We had buckets and buckets of rain last night and the wind was not to be believed. Gusts over 60 mph. My backyard is a mess! The oaks and walnuts are "blooming" and the flowers and new leaves are littering the yard. Does not bode well for the squirrels come October! Keeping acorns out of the mouth's of dogs will be less of a struggle though! It's pouring down again and it's forecast to be on and off torrents all day. April showers...
Happy Friday, all!
wt 215 calories 1695
Not been on the post lately. Mom to the doctor for wheezing and shortness of breath. She has A-fib and was on blood thinners and bled into a knee joint. My concern was clot in the lung. She had a CT which showed no clots but the does appear to be some CHF and pulmonary hypertension. She does not know enough about it to be really concerned which I guess is a blessing. Pre sleep study visit for her is next.
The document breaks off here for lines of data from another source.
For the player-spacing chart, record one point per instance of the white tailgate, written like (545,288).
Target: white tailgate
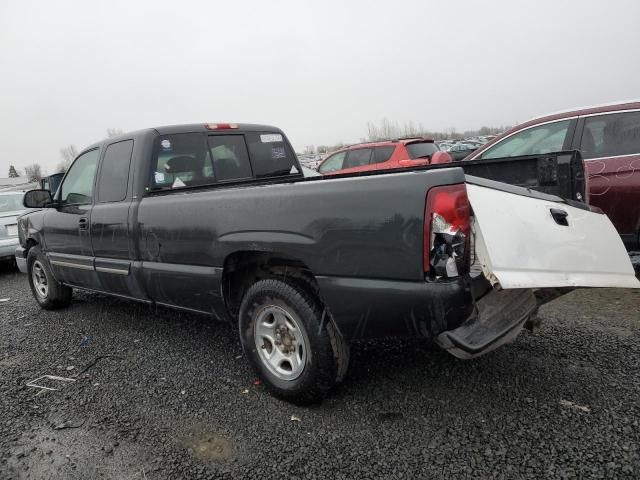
(519,244)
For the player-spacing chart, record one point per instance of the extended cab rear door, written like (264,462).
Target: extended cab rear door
(526,239)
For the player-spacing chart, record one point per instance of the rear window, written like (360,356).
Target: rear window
(358,157)
(382,154)
(270,155)
(228,159)
(179,161)
(421,150)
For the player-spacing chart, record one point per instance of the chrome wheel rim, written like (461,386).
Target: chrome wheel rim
(39,277)
(281,343)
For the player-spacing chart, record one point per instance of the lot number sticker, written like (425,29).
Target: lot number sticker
(270,138)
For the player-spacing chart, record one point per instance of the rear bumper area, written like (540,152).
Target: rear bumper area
(367,308)
(501,316)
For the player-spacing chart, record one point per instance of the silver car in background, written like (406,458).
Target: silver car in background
(10,209)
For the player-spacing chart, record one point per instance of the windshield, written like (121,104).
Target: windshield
(11,203)
(421,150)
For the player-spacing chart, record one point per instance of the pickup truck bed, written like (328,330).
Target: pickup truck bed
(217,219)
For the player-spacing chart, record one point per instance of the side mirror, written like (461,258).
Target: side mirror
(37,199)
(441,157)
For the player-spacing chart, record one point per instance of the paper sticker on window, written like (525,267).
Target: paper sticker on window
(270,138)
(277,153)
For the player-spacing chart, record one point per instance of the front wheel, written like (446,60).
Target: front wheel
(290,341)
(48,292)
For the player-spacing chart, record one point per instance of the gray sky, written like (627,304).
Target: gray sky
(319,70)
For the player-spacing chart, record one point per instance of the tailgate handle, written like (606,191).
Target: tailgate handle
(560,216)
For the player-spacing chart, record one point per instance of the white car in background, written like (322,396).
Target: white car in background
(11,208)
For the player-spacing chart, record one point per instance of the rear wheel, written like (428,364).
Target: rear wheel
(290,341)
(48,292)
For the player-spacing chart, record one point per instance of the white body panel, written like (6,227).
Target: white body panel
(519,244)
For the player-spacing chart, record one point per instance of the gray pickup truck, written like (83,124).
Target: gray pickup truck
(219,219)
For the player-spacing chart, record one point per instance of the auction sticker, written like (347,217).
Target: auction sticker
(270,138)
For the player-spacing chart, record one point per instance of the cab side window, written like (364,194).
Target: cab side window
(114,173)
(542,139)
(78,185)
(611,135)
(382,154)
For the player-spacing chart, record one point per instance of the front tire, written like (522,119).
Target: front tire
(290,341)
(47,291)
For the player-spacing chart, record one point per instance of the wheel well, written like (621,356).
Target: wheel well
(243,269)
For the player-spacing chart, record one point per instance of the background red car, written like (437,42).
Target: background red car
(608,138)
(384,154)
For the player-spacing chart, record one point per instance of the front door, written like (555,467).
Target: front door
(68,235)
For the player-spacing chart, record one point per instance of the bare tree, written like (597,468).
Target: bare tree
(33,172)
(114,132)
(68,154)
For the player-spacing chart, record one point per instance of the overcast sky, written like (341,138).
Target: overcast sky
(320,70)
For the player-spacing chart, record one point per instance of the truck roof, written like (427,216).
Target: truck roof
(209,127)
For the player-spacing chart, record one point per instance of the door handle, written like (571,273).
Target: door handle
(560,216)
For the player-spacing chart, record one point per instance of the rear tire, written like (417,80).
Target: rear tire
(47,291)
(291,342)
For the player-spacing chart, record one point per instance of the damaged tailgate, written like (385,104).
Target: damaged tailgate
(528,239)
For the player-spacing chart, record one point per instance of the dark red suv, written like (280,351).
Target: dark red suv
(608,137)
(384,154)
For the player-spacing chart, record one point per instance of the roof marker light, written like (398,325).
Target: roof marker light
(221,126)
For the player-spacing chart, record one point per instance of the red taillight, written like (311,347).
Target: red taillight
(447,227)
(221,126)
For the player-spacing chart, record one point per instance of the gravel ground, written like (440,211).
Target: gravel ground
(160,394)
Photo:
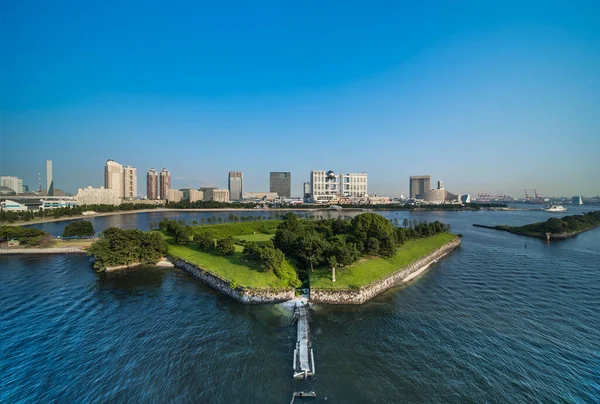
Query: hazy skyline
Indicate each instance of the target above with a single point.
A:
(493, 98)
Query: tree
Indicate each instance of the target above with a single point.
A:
(226, 246)
(204, 240)
(332, 261)
(80, 228)
(183, 234)
(310, 249)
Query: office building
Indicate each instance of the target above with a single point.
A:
(14, 183)
(98, 196)
(192, 195)
(438, 195)
(419, 184)
(236, 189)
(113, 177)
(173, 195)
(165, 183)
(152, 184)
(281, 182)
(327, 186)
(130, 182)
(49, 181)
(306, 192)
(262, 196)
(215, 194)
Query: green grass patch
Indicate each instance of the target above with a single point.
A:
(366, 271)
(240, 228)
(257, 238)
(234, 269)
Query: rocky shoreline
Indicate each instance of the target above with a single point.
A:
(242, 295)
(365, 293)
(41, 251)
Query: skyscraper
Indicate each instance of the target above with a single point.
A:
(236, 179)
(165, 183)
(49, 181)
(113, 177)
(419, 184)
(152, 184)
(130, 182)
(281, 182)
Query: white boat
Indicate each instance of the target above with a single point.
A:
(555, 208)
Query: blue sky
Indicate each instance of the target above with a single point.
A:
(487, 96)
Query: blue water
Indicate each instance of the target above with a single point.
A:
(502, 319)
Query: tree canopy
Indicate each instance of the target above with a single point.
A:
(79, 228)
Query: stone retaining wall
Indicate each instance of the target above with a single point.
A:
(359, 296)
(243, 295)
(57, 250)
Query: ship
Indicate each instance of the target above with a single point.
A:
(555, 208)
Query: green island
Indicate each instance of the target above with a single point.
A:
(554, 228)
(274, 255)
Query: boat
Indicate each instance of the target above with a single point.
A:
(555, 208)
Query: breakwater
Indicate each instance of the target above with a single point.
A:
(241, 294)
(403, 275)
(39, 251)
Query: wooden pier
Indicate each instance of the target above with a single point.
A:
(304, 360)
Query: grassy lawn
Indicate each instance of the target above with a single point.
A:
(367, 271)
(232, 268)
(81, 243)
(258, 237)
(240, 228)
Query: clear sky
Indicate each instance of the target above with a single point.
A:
(487, 96)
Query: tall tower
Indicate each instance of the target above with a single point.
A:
(113, 177)
(49, 181)
(236, 190)
(165, 183)
(281, 182)
(419, 184)
(129, 182)
(152, 184)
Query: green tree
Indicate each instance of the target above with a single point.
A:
(205, 240)
(310, 249)
(79, 228)
(225, 246)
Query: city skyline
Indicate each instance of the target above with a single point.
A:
(489, 98)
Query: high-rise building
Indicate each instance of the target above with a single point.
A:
(130, 182)
(49, 181)
(306, 192)
(12, 183)
(419, 184)
(165, 183)
(113, 177)
(236, 179)
(98, 196)
(152, 184)
(281, 182)
(577, 200)
(327, 186)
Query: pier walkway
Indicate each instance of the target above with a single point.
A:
(304, 361)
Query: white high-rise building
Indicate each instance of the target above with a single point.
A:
(49, 181)
(130, 182)
(97, 196)
(328, 186)
(12, 183)
(113, 177)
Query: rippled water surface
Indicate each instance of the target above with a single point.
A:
(502, 319)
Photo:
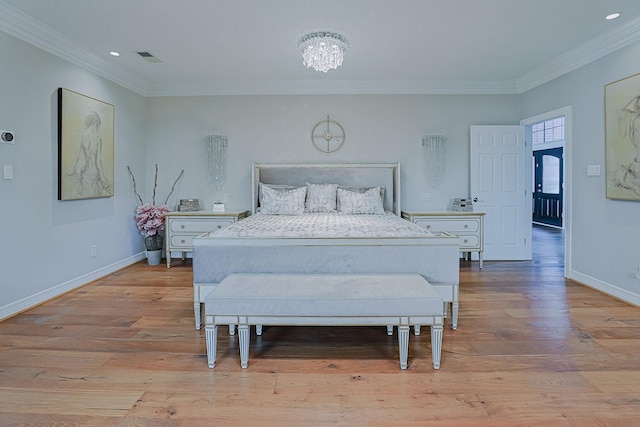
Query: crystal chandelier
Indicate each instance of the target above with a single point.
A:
(217, 159)
(323, 50)
(433, 151)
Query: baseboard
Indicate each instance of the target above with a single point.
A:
(607, 288)
(31, 301)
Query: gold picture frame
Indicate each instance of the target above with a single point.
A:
(85, 146)
(622, 138)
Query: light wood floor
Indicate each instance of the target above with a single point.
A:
(532, 349)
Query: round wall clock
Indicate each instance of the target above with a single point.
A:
(327, 135)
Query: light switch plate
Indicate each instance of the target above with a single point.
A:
(8, 171)
(593, 170)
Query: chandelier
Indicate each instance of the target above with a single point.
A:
(323, 50)
(433, 151)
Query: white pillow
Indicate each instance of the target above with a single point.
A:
(360, 190)
(321, 198)
(368, 202)
(288, 202)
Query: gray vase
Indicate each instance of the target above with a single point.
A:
(154, 257)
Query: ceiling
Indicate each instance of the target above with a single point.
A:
(208, 47)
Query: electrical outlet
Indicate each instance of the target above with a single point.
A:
(7, 171)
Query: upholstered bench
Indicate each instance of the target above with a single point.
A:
(398, 300)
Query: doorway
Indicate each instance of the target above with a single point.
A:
(548, 186)
(551, 131)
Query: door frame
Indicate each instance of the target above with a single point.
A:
(567, 172)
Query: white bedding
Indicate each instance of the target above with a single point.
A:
(322, 225)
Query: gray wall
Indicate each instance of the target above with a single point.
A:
(45, 243)
(45, 248)
(383, 128)
(605, 234)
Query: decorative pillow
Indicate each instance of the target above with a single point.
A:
(285, 202)
(359, 190)
(368, 202)
(321, 198)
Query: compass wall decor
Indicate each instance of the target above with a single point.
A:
(327, 135)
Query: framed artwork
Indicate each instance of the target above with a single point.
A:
(622, 138)
(85, 147)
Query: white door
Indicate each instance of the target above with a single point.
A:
(498, 188)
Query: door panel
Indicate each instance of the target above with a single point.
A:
(498, 188)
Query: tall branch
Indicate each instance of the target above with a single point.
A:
(174, 186)
(155, 185)
(135, 190)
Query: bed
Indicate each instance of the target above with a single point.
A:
(353, 236)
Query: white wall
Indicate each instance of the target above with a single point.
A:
(384, 128)
(45, 243)
(605, 234)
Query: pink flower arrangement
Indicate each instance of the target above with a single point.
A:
(150, 218)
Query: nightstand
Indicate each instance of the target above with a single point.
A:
(182, 227)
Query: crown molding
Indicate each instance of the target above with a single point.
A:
(584, 54)
(23, 27)
(333, 87)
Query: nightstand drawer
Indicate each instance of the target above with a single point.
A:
(452, 226)
(183, 227)
(199, 227)
(468, 242)
(182, 241)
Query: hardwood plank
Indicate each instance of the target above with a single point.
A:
(532, 349)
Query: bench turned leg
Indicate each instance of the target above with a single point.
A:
(211, 336)
(436, 344)
(243, 336)
(454, 315)
(197, 314)
(403, 345)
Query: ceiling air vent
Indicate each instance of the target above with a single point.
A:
(148, 57)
Kiark, I am so glad that your med is working for you. When I have a new med that works the feeling I have is intense gratefulness. Grateful that the med works. Grateful for the day. The people in my life and on. My mood has been hanging in there with my last med change so I have been having a longer period of gratefulness.
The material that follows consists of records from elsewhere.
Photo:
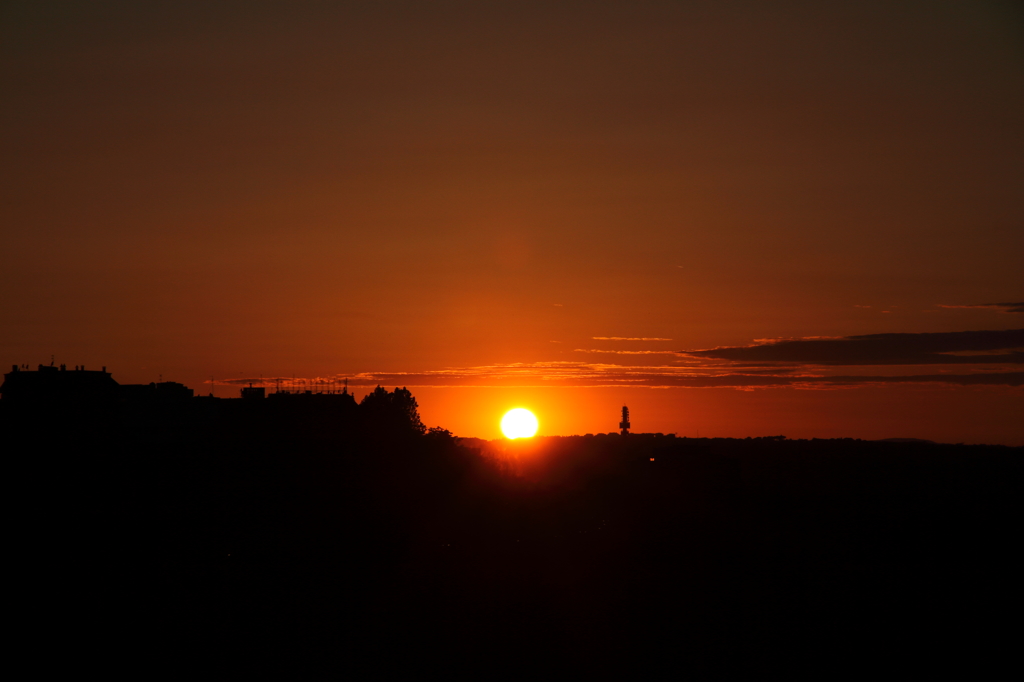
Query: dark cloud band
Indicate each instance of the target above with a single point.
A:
(937, 348)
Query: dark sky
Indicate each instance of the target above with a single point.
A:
(497, 196)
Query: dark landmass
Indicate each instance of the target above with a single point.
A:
(347, 537)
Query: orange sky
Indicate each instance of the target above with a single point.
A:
(436, 193)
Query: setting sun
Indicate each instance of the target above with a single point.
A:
(518, 423)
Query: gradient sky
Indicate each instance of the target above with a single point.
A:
(565, 206)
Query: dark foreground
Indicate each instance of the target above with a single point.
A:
(239, 542)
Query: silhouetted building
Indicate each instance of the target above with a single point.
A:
(58, 385)
(253, 392)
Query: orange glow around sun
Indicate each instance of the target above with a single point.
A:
(518, 423)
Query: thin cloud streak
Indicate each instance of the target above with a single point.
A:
(584, 375)
(934, 348)
(627, 338)
(1000, 307)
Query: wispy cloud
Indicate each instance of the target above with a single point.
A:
(627, 352)
(999, 307)
(580, 375)
(1001, 346)
(627, 338)
(951, 358)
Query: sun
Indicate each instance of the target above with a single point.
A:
(518, 423)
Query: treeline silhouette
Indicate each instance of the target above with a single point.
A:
(350, 536)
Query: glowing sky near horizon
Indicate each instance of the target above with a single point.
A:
(510, 203)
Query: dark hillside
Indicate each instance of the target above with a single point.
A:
(260, 530)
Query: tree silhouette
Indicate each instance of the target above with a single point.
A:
(396, 411)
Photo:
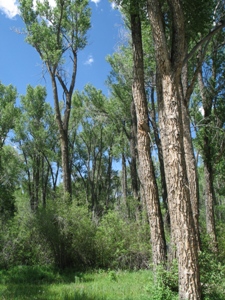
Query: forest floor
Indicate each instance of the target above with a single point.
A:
(98, 285)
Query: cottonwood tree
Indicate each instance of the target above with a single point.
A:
(33, 135)
(146, 169)
(57, 33)
(171, 56)
(8, 155)
(209, 125)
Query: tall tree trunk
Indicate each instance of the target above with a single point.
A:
(146, 169)
(160, 157)
(133, 153)
(64, 142)
(191, 169)
(169, 65)
(191, 166)
(124, 184)
(208, 169)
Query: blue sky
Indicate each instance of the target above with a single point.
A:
(20, 64)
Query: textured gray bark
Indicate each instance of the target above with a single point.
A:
(146, 169)
(169, 66)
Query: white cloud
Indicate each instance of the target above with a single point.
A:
(96, 1)
(89, 61)
(113, 5)
(52, 3)
(9, 8)
(201, 110)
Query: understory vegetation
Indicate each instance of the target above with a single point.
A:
(118, 196)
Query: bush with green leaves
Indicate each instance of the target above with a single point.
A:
(69, 232)
(122, 243)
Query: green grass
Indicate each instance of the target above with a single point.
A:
(87, 286)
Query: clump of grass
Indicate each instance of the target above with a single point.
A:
(103, 285)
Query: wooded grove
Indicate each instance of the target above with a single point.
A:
(131, 180)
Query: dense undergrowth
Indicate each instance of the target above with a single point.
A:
(61, 252)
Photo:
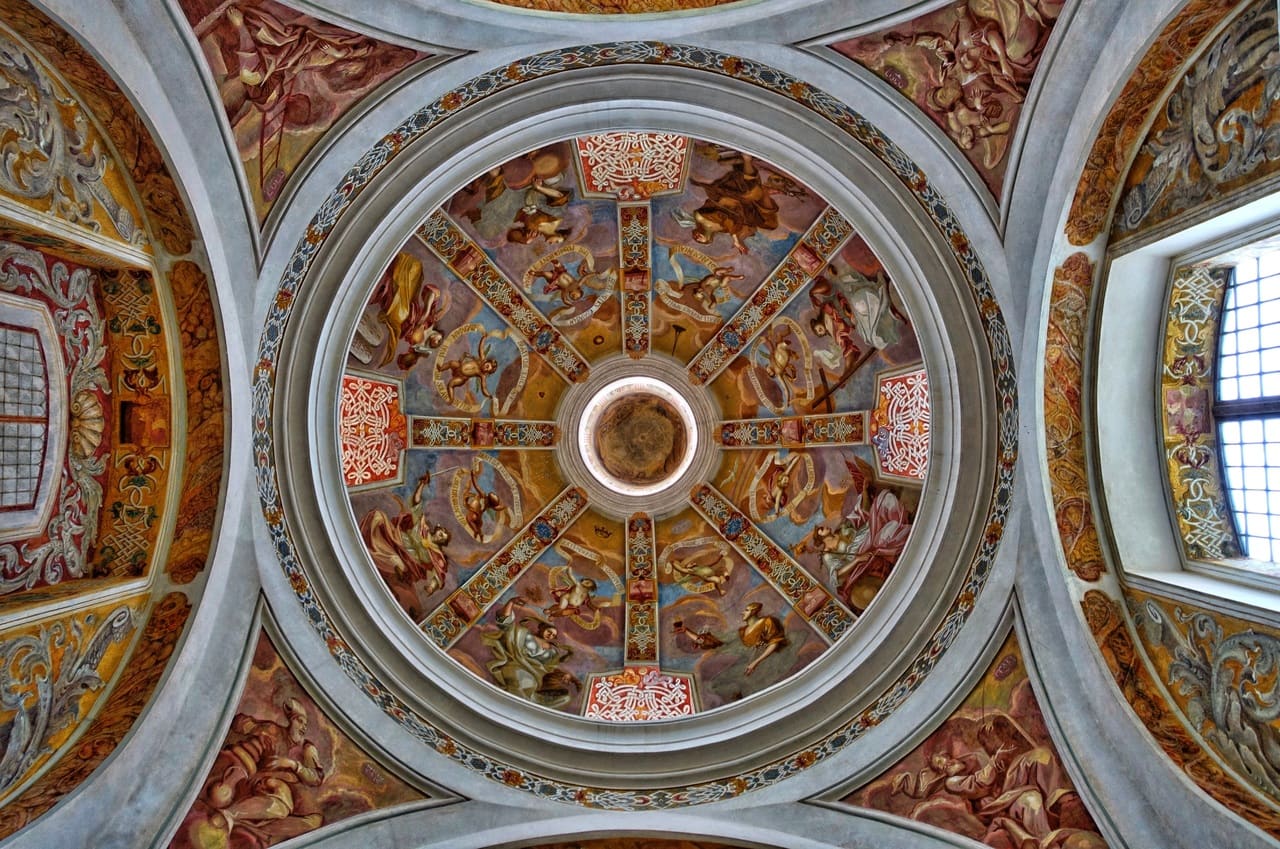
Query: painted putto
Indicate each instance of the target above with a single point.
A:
(634, 427)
Linda, don't give up on the med route. I have tried a bunch before finding the right combination. I still have to have it adjusted every so often. Accepting depression is tough.
Everyone hang in there,
Seek peace and do good, David
HW=362(6/14) SW=314(9/14) GW=195 CW=270 (1-26-2020)
Greetings Strong People
Rats! 135 today. Blame it on too much cheese plus atkins bars lately plus insufficient downloading in the little programmers room.
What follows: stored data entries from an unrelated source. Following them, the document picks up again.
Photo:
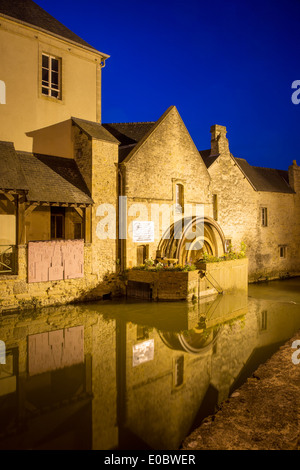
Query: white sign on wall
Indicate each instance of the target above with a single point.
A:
(142, 352)
(2, 92)
(143, 232)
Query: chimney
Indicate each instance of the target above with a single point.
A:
(219, 142)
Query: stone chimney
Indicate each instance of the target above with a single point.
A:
(219, 142)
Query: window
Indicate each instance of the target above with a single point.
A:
(228, 245)
(264, 320)
(178, 371)
(179, 198)
(264, 217)
(51, 76)
(57, 223)
(282, 251)
(142, 254)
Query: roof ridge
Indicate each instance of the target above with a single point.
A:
(137, 122)
(266, 168)
(29, 13)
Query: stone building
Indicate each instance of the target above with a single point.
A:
(65, 179)
(257, 206)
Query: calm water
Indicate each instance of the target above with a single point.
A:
(134, 375)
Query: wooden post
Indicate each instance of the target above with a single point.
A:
(21, 228)
(88, 225)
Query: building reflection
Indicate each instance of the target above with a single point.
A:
(129, 375)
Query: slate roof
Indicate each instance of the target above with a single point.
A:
(53, 179)
(129, 133)
(94, 129)
(266, 179)
(11, 174)
(29, 12)
(262, 179)
(207, 157)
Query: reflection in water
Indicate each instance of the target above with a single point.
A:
(133, 375)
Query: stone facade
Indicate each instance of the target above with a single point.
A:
(150, 172)
(239, 214)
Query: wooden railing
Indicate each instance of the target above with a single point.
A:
(8, 259)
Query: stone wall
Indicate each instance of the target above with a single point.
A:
(226, 276)
(239, 215)
(166, 158)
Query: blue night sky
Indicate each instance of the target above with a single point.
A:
(230, 63)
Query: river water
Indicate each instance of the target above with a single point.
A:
(132, 374)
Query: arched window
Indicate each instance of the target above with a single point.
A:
(179, 197)
(2, 92)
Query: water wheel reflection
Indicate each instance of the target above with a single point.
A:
(193, 341)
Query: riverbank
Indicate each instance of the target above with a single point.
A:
(263, 414)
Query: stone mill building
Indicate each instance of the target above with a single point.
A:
(63, 171)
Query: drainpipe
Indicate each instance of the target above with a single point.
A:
(100, 65)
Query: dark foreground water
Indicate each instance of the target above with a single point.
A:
(130, 374)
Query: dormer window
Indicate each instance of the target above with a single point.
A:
(51, 76)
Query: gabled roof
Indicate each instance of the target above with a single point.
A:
(132, 135)
(53, 179)
(265, 179)
(207, 157)
(94, 130)
(11, 174)
(29, 12)
(261, 179)
(129, 133)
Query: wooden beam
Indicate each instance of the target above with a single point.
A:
(21, 228)
(88, 225)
Carbon gosh glad you are safe. So scary to have the steering go out. Interesting that eating was a fear response. No criticism, just an observation of yet another emotion that makes us eat.
Gallery duty today. So boring due to rain and wind. But I can see the ocean and the waves were spectacular. Managed to make it to the studio for a little work and socializing.
Liz, some pharmacies will make up those pill boxes for the week or month for you. At least our small town one will. Probably not free but maybe worth it for DH.
Bought a cute new dressy shirt for the dog show. I have almost nothing but sweatshirts and sweat pants anymore. There was another cool jacket I really wanted but it was TOO BIG.
Devon so glad your meds are working. I might have to confer with you about that if you don't mind. Plus lots of dog talk. Just got premiums for Placerville shows. Are you going there?
BB your meal description made me want what you were having. I think you are doing quite well with your weight control and I wish to emulate you.
Dave sorry your Mom is ill. Gotta watch all that as you well know. I am amazed my mom keeps on ticking in spite of advanced Parkinson's. Its all due to a terrific caregiver.
Keep the faith all. Lentil soup tonight with maybe a chopped up pork chop.